Light as a Spatial Tool in an Urban Context

Previous posts have discussed how light within a building’s interior acts as both a functional and wayfinding element. Can we also apply these functions of lighting to exterior environments? Is it possible to emphasize and distinguish between places of interest with lighting? How can you preserve a sense of spatial hierarchy between zones within the same lighting system? This post explores the role that lighting plays in a wider urban context and how it encourages the use of various spatial environments.

On a local scale, lighting provides a quick, visual indicator of epicentres of activity such as building entrances, pedestrian walkaways and plazas. These focal points vary depending on the situation in which the lighting system is operative, but usually align with the main function of the area that they occupy. In these situations, light serves as both a suggestive tool that influences the flow of pedestrian traffic as well as a wayfinding solution.

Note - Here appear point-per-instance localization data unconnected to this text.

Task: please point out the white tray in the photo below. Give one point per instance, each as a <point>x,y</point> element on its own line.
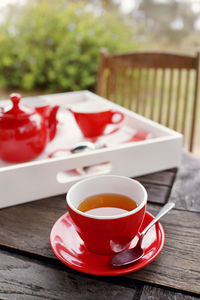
<point>44,177</point>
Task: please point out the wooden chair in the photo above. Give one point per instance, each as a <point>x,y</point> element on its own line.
<point>160,86</point>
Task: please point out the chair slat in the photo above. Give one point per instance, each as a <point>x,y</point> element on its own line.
<point>185,104</point>
<point>138,91</point>
<point>145,92</point>
<point>153,94</point>
<point>131,90</point>
<point>170,97</point>
<point>135,82</point>
<point>162,96</point>
<point>177,100</point>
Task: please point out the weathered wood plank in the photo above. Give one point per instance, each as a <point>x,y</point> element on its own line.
<point>186,189</point>
<point>177,266</point>
<point>154,293</point>
<point>30,279</point>
<point>27,226</point>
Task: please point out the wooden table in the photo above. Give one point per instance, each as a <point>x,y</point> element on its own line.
<point>29,269</point>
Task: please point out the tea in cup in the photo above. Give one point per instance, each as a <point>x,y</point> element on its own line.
<point>107,211</point>
<point>92,118</point>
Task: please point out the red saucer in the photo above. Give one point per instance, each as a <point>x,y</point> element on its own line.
<point>70,249</point>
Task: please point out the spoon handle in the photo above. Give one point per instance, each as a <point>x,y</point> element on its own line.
<point>161,213</point>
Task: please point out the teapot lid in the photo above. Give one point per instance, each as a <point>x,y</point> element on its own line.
<point>18,110</point>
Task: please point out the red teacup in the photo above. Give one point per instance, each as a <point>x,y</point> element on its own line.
<point>107,234</point>
<point>93,118</point>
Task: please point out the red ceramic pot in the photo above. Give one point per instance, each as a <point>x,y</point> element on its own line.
<point>25,131</point>
<point>107,234</point>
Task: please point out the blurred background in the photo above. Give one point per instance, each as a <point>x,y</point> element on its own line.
<point>49,46</point>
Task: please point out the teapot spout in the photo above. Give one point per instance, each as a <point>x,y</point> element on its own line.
<point>52,122</point>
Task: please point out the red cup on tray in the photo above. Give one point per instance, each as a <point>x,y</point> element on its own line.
<point>93,118</point>
<point>106,234</point>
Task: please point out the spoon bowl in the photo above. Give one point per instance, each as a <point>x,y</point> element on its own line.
<point>132,255</point>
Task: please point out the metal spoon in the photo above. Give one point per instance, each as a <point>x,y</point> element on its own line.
<point>87,146</point>
<point>132,255</point>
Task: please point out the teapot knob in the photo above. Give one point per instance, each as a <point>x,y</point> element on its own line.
<point>15,98</point>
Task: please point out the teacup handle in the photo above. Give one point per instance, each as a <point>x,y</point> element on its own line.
<point>121,117</point>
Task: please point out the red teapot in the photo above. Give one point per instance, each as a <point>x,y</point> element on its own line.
<point>25,131</point>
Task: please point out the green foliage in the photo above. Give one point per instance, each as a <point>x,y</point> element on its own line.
<point>55,45</point>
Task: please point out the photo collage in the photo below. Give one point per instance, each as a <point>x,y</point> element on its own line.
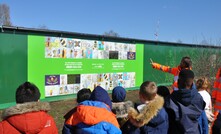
<point>56,47</point>
<point>71,83</point>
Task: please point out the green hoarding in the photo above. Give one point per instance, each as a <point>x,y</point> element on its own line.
<point>13,66</point>
<point>62,66</point>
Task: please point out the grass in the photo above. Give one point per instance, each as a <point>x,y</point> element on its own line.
<point>59,108</point>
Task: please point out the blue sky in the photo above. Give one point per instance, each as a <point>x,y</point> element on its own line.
<point>190,21</point>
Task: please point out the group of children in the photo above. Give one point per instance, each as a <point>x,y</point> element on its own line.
<point>185,110</point>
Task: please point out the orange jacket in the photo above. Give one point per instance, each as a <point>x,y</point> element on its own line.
<point>29,118</point>
<point>175,71</point>
<point>91,115</point>
<point>216,93</point>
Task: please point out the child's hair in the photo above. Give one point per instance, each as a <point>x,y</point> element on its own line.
<point>148,89</point>
<point>187,63</point>
<point>83,94</point>
<point>118,94</point>
<point>163,91</point>
<point>186,78</point>
<point>203,83</point>
<point>27,92</point>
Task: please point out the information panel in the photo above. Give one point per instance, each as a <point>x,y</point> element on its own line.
<point>62,66</point>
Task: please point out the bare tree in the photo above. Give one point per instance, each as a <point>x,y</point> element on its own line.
<point>111,33</point>
<point>5,15</point>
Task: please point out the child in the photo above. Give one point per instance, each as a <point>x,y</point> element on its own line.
<point>185,106</point>
<point>203,86</point>
<point>216,93</point>
<point>82,95</point>
<point>93,116</point>
<point>28,115</point>
<point>119,107</point>
<point>163,91</point>
<point>185,63</point>
<point>150,116</point>
<point>216,127</point>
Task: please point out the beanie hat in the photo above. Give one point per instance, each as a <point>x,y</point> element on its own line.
<point>99,94</point>
<point>186,74</point>
<point>118,94</point>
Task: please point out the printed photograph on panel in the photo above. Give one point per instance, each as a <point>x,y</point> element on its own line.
<point>131,55</point>
<point>100,45</point>
<point>51,90</point>
<point>106,46</point>
<point>70,53</point>
<point>95,45</point>
<point>95,54</point>
<point>132,48</point>
<point>76,88</point>
<point>88,54</point>
<point>100,54</point>
<point>70,43</point>
<point>77,44</point>
<point>52,80</point>
<point>73,78</point>
<point>63,79</point>
<point>63,42</point>
<point>106,54</point>
<point>77,53</point>
<point>113,54</point>
<point>112,46</point>
<point>126,47</point>
<point>122,55</point>
<point>86,81</point>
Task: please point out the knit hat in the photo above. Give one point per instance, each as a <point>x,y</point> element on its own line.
<point>186,74</point>
<point>99,94</point>
<point>118,94</point>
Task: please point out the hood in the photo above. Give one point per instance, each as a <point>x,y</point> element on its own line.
<point>100,94</point>
<point>185,96</point>
<point>148,112</point>
<point>121,108</point>
<point>118,94</point>
<point>31,114</point>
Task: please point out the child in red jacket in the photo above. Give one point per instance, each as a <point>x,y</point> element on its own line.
<point>28,115</point>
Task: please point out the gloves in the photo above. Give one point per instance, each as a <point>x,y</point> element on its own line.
<point>209,115</point>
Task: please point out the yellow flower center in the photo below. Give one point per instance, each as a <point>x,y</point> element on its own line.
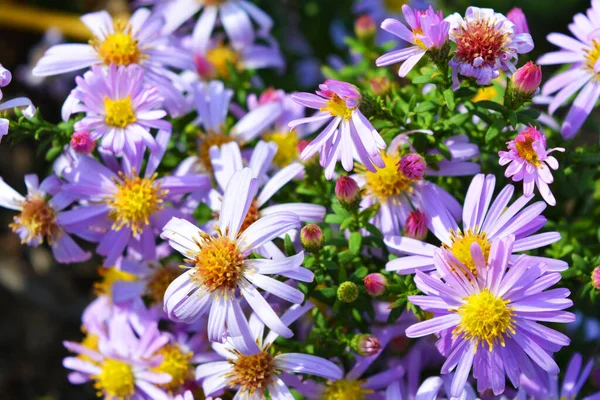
<point>37,218</point>
<point>119,113</point>
<point>337,108</point>
<point>287,147</point>
<point>118,48</point>
<point>159,282</point>
<point>485,318</point>
<point>461,247</point>
<point>253,373</point>
<point>208,140</point>
<point>218,265</point>
<point>346,390</point>
<point>108,277</point>
<point>222,58</point>
<point>177,364</point>
<point>115,381</point>
<point>387,182</point>
<point>135,201</point>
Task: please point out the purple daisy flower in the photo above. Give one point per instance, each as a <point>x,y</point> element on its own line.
<point>122,208</point>
<point>252,371</point>
<point>428,30</point>
<point>482,223</point>
<point>530,162</point>
<point>485,45</point>
<point>38,220</point>
<point>139,41</point>
<point>488,315</point>
<point>349,133</point>
<point>582,52</point>
<point>219,265</point>
<point>119,108</point>
<point>122,366</point>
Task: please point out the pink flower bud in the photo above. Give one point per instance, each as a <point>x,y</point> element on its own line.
<point>517,17</point>
<point>347,192</point>
<point>82,143</point>
<point>311,237</point>
<point>375,284</point>
<point>527,78</point>
<point>412,166</point>
<point>416,225</point>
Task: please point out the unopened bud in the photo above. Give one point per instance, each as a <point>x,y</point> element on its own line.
<point>412,166</point>
<point>347,192</point>
<point>365,345</point>
<point>416,225</point>
<point>311,237</point>
<point>347,292</point>
<point>375,284</point>
<point>82,143</point>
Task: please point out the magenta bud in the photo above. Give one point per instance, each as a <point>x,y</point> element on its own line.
<point>375,284</point>
<point>416,225</point>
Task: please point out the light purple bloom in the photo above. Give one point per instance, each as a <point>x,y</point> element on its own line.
<point>118,108</point>
<point>488,316</point>
<point>140,41</point>
<point>349,133</point>
<point>583,54</point>
<point>530,162</point>
<point>482,223</point>
<point>39,214</point>
<point>219,265</point>
<point>486,44</point>
<point>121,207</point>
<point>428,30</point>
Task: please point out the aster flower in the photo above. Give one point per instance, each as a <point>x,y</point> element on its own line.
<point>547,388</point>
<point>428,31</point>
<point>486,44</point>
<point>348,133</point>
<point>118,108</point>
<point>530,162</point>
<point>582,53</point>
<point>139,41</point>
<point>219,265</point>
<point>122,366</point>
<point>121,207</point>
<point>38,218</point>
<point>482,224</point>
<point>399,186</point>
<point>488,315</point>
<point>252,371</point>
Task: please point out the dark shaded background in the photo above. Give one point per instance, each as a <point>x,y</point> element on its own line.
<point>41,301</point>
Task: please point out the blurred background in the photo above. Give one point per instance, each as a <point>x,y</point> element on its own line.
<point>42,301</point>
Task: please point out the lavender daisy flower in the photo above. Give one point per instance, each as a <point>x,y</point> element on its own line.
<point>119,108</point>
<point>122,208</point>
<point>252,371</point>
<point>122,366</point>
<point>139,41</point>
<point>530,162</point>
<point>219,265</point>
<point>399,186</point>
<point>547,388</point>
<point>38,218</point>
<point>582,52</point>
<point>485,45</point>
<point>488,315</point>
<point>348,133</point>
<point>428,31</point>
<point>482,223</point>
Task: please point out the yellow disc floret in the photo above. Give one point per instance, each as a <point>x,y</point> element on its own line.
<point>485,317</point>
<point>115,381</point>
<point>119,113</point>
<point>135,201</point>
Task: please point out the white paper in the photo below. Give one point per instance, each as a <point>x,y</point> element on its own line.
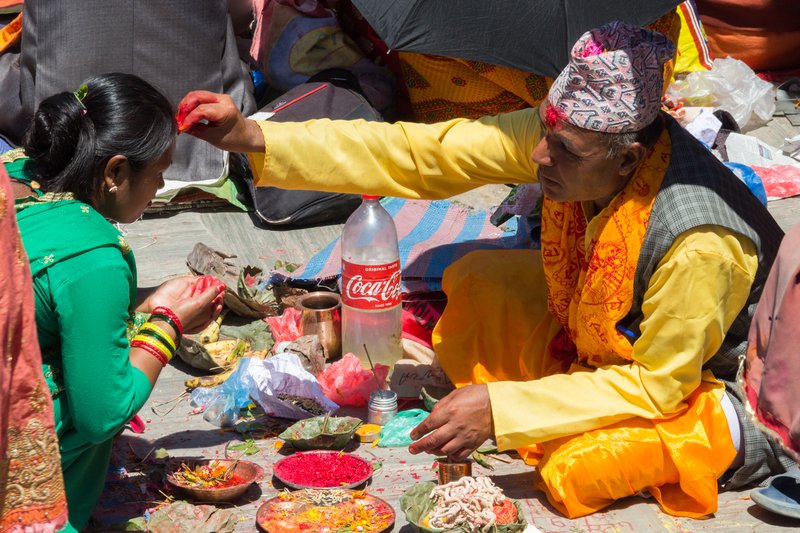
<point>284,374</point>
<point>791,145</point>
<point>705,126</point>
<point>752,152</point>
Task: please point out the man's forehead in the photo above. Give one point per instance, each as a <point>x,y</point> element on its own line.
<point>583,141</point>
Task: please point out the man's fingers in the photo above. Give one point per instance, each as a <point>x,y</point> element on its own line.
<point>196,98</point>
<point>197,115</point>
<point>434,442</point>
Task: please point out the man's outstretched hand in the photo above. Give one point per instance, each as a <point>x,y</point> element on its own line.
<point>459,424</point>
<point>216,119</point>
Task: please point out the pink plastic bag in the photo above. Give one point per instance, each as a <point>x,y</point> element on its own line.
<point>285,327</point>
<point>346,382</point>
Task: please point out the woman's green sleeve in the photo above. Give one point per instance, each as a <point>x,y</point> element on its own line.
<point>91,296</point>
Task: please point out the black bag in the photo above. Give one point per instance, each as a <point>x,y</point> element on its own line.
<point>337,97</point>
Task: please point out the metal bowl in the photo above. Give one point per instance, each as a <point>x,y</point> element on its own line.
<point>247,471</point>
<point>321,432</point>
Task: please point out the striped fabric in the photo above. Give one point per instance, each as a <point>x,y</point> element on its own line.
<point>432,235</point>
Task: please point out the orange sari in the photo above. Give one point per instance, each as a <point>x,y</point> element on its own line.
<point>31,488</point>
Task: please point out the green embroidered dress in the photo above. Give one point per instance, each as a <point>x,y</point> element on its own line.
<point>84,282</point>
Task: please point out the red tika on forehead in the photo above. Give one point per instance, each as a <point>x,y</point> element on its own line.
<point>552,116</point>
<point>593,49</point>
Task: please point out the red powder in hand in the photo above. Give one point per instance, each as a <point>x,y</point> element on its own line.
<point>183,112</point>
<point>323,470</point>
<point>593,49</point>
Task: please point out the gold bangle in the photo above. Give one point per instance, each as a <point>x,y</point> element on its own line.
<point>163,335</point>
<point>147,339</point>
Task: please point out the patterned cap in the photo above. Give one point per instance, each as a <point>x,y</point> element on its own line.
<point>614,80</point>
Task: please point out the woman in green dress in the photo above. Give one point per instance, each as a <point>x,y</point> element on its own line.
<point>92,156</point>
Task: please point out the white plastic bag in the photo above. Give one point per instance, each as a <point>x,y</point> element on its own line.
<point>284,374</point>
<point>730,85</point>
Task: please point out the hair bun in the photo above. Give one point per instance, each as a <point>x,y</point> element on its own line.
<point>54,133</point>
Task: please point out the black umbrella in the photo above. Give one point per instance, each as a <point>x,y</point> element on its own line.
<point>531,35</point>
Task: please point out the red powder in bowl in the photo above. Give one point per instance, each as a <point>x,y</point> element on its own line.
<point>323,470</point>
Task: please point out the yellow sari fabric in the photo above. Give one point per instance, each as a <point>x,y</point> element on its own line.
<point>485,337</point>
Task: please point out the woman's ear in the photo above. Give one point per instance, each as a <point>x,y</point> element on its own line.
<point>116,174</point>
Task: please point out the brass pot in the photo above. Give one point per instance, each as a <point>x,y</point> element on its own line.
<point>321,315</point>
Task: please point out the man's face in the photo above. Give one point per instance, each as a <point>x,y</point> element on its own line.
<point>573,164</point>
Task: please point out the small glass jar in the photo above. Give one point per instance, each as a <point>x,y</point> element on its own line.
<point>382,407</point>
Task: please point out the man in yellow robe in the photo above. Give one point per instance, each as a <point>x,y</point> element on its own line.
<point>608,358</point>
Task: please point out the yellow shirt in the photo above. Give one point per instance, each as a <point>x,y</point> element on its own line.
<point>693,296</point>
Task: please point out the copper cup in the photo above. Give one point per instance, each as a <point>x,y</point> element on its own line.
<point>450,470</point>
<point>321,315</point>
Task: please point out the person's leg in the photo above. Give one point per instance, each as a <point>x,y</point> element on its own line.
<point>84,478</point>
<point>677,460</point>
<point>496,325</point>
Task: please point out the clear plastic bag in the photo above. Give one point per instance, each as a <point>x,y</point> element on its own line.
<point>222,404</point>
<point>730,85</point>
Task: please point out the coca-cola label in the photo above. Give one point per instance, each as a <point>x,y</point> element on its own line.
<point>371,287</point>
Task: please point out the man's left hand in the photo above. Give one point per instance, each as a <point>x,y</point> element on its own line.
<point>459,423</point>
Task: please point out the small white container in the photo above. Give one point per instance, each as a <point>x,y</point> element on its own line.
<point>382,407</point>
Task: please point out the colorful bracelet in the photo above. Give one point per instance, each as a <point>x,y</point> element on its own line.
<point>169,316</point>
<point>158,333</point>
<point>152,341</point>
<point>155,352</point>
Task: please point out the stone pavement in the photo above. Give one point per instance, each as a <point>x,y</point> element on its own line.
<point>161,246</point>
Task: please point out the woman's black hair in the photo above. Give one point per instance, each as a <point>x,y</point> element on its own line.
<point>72,140</point>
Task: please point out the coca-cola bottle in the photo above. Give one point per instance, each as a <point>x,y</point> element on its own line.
<point>371,310</point>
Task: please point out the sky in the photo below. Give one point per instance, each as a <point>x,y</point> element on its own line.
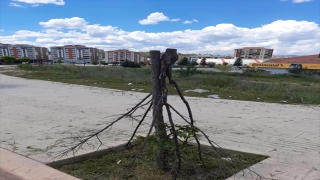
<point>290,27</point>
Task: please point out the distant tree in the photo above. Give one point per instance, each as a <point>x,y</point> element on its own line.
<point>238,62</point>
<point>203,62</point>
<point>104,63</point>
<point>183,62</point>
<point>194,63</point>
<point>8,59</point>
<point>211,64</point>
<point>142,63</point>
<point>24,59</point>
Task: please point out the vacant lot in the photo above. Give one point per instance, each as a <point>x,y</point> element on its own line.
<point>251,86</point>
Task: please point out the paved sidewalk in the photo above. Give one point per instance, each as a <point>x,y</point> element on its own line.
<point>34,114</point>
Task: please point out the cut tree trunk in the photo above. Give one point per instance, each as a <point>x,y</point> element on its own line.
<point>160,129</point>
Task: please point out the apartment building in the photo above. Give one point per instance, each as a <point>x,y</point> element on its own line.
<point>121,55</point>
<point>253,53</point>
<point>75,54</point>
<point>24,50</point>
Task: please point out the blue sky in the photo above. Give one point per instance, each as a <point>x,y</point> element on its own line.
<point>191,26</point>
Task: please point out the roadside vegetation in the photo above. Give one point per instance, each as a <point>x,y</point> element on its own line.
<point>249,85</point>
<point>117,164</point>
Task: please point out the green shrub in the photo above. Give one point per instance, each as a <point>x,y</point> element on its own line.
<point>194,63</point>
<point>188,70</point>
<point>104,63</point>
<point>211,64</point>
<point>223,67</point>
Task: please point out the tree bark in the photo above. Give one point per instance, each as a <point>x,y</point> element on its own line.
<point>160,129</point>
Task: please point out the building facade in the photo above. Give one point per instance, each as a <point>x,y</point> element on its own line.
<point>75,54</point>
<point>24,51</point>
<point>253,53</point>
<point>122,55</point>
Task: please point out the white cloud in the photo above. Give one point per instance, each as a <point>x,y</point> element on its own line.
<point>284,36</point>
<point>301,1</point>
<point>56,2</point>
<point>69,23</point>
<point>16,5</point>
<point>189,22</point>
<point>154,18</point>
<point>175,20</point>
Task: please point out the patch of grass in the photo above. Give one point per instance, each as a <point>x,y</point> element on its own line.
<point>115,164</point>
<point>249,86</point>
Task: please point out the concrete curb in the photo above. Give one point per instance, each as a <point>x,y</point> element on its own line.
<point>16,167</point>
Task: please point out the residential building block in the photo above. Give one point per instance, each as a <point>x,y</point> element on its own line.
<point>253,53</point>
<point>122,55</point>
<point>75,54</point>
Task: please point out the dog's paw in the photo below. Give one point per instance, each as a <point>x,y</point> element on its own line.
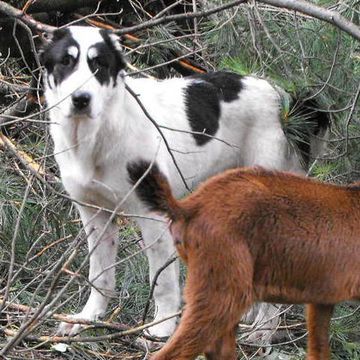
<point>72,328</point>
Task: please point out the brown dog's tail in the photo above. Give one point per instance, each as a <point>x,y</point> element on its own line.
<point>153,189</point>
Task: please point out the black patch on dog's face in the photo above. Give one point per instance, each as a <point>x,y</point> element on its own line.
<point>203,98</point>
<point>56,58</point>
<point>108,61</point>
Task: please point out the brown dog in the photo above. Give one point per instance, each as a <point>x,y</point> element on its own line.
<point>252,235</point>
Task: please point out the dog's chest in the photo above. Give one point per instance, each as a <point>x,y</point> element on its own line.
<point>91,183</point>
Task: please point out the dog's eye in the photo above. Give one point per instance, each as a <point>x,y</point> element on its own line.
<point>67,60</point>
<point>99,62</point>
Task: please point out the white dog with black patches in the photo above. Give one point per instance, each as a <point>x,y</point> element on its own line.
<point>97,126</point>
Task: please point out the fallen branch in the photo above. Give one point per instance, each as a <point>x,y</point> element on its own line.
<point>27,19</point>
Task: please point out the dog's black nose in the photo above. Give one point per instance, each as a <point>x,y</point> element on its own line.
<point>81,100</point>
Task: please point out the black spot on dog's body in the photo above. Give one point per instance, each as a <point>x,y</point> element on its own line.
<point>108,62</point>
<point>202,99</point>
<point>227,84</point>
<point>55,56</point>
<point>317,124</point>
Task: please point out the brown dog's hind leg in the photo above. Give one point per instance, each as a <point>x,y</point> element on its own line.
<point>224,348</point>
<point>318,323</point>
<point>215,300</point>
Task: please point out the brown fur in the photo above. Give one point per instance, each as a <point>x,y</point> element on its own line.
<point>252,235</point>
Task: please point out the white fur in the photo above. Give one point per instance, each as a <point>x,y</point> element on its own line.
<point>92,153</point>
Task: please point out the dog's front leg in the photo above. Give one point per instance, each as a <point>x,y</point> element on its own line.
<point>102,244</point>
<point>167,290</point>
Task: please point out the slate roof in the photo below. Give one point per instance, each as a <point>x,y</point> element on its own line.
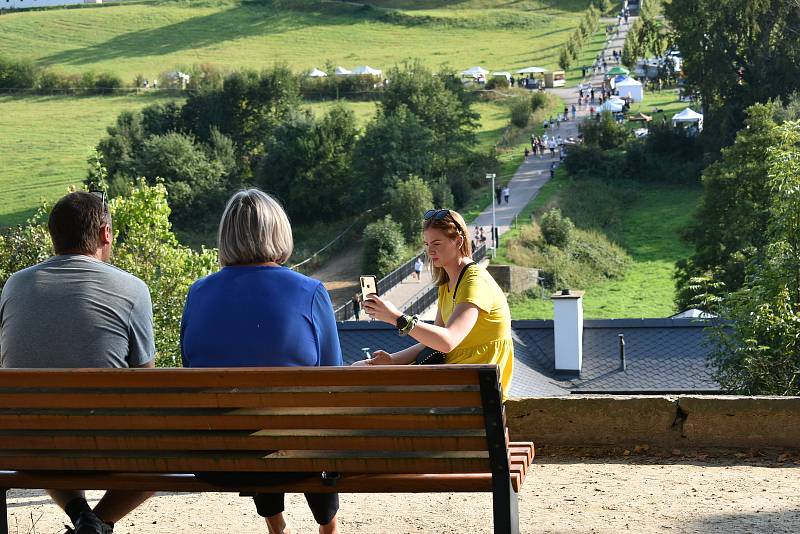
<point>663,356</point>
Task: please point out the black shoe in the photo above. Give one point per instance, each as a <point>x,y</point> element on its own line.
<point>89,523</point>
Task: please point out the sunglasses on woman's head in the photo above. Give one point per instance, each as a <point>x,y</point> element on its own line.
<point>436,215</point>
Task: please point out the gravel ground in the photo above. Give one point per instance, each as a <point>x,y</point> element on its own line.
<point>590,495</point>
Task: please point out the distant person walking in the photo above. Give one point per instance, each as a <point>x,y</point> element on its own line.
<point>418,268</point>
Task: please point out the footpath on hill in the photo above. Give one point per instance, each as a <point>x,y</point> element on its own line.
<point>340,275</point>
<point>527,181</point>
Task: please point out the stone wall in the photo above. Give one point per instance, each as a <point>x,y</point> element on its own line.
<point>513,279</point>
<point>662,421</point>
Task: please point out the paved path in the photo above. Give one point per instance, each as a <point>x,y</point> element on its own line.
<point>523,187</point>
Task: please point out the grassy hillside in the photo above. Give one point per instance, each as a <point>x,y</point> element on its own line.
<point>650,233</point>
<point>153,37</point>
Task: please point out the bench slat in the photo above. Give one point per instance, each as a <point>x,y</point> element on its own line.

In the case of The Singapore University of Technology and Design, the luminosity levels of outdoor lighting elements vary in a controlled manner in order to form different zones and functions within the space. The varied intensity of light creates a spatial hierarchy that distinguishes each individual area, with a select few focal points. The illumination of the building entrances is twice as great as their surrounding elements, whilst dimly lit landscape features prevent distraction from the main centres of activity. This is an example of a function-centric, cohesive lighting system.

The proposals for the Qatar Integrated Railway Project exterior lighting strategy show the dynamic potential for different lighting plans within the same physical space. Increased levels of luminescence highlight pedestrian routes, and social, more personal spaces develop under canopies, near trees and with lower lighting levels.

These examples both exist within relatively small-scale, controlled areas. On a citywide scale, the opportunities for light as a spatial tool become far more diverse and interesting.

Aerial images of cities at night provide an indication of where the major hotspots of activity are situated through light density – usually landmarks, social areas and public infrastructure are among the most visible. If you were in an unfamiliar city at night, you would head towards the brightest areas you could find, as these are likely to be the busiest. The above examples show how variations in light levels can create routes on a small scale. If these suggestive qualities of lighting can be scaled up to a degree that influences people’s wayfinding decisions on a city-wide basis, then a whole range of potential applications open up. Perhaps a future system of urban street lighting would have the ability to avoid pedestrian congestion in busy city centres through redirection towards lesser-known routes.